BELINDA’S DREAM SHRUB ROSE
I have no use for diamonds, either, but roses, I can’t live without! Growing them in Florida is always a challenge, with our extremes of weather and the constant humidity. Plenty of sun, but plenty of wet weather, giving blackspot and powdery mildew a foothold every summer. But still, for me, it is worth the extra work to have roses in my garden.
I no longer delude myself into thinking I can keep an entire bed of roses looking good, but I have found if I scatter the roses here and there, with plenty of other plants around them, it works. The surrounding plants will disguise the rose when it is not performing at its best, thus giving me a chance to prune it back, feed it thoroughly, and wait for it to return to glory.
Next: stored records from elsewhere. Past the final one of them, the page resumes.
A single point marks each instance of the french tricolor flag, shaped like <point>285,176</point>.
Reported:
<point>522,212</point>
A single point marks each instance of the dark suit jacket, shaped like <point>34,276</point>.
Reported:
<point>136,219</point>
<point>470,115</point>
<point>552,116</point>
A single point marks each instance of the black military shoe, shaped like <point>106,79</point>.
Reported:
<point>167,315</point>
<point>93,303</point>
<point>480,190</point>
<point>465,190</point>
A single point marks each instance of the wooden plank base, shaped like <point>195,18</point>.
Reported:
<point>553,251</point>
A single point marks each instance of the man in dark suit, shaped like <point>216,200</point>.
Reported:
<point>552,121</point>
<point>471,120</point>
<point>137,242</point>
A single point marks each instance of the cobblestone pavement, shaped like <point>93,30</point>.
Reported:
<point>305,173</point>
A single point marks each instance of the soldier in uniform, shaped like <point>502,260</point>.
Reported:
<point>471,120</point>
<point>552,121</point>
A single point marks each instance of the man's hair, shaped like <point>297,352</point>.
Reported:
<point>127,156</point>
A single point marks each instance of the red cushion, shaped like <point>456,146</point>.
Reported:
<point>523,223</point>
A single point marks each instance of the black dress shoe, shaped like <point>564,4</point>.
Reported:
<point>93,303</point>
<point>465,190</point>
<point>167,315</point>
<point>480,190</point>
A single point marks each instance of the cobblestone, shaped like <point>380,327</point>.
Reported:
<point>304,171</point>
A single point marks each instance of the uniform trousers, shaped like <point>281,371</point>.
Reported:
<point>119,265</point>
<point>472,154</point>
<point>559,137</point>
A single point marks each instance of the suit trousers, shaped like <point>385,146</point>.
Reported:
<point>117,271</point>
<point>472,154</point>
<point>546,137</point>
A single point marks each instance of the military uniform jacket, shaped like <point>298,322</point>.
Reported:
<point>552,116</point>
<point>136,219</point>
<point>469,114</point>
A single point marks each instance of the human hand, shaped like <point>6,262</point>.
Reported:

Roses have amazing recuperative powers, and 99 times out of a hundred, like a certain terminator we all know, they’ll be back!
Here are a few pictures of some of my current favorites. (Click on the picture to see a larger version).
ALL AMERICAN MIRACLE
This rose is smallish for me, and struggles with blackspot, but the spectacular red & yellow striped blooms fade to pink & white, and are worth the effort.
DON JUAN CLIMBING HYBRID TEA
An old standard for years, Don Juan has a wonderful fragrance, and an exceptionally deep red color. It’s hardy, and seems to be less prone to disease and pests than many varieties.
This is a David Austin rose, and one of the most beautiful & fragrant roses I have in my garden. Austen’s roses have the look & vigor of old roses, and are so easy to grow.
FLORIDA HOME RUN PINK
The Home Run series of single roses with a wild rose look was developed by the popular KnockOut Rose folks. So far, I love this little rose, and it blooms constantly. We’ll see how it performs as it gets bigger.
BELINDA’S DREAM SHRUB ROSE
This is definitely the most dependable and consistently beautiful rose I grow. It repeat blooms all year long, and the gorgeous pink flowers have a terrific fragrance. They last a long time in a vase, too, making this one a winner all the way around.
Do you grow roses in your garden? I’m interested in hearing which perform best for you, especially if you have a Florida garden? Or if you grow under similar conditions.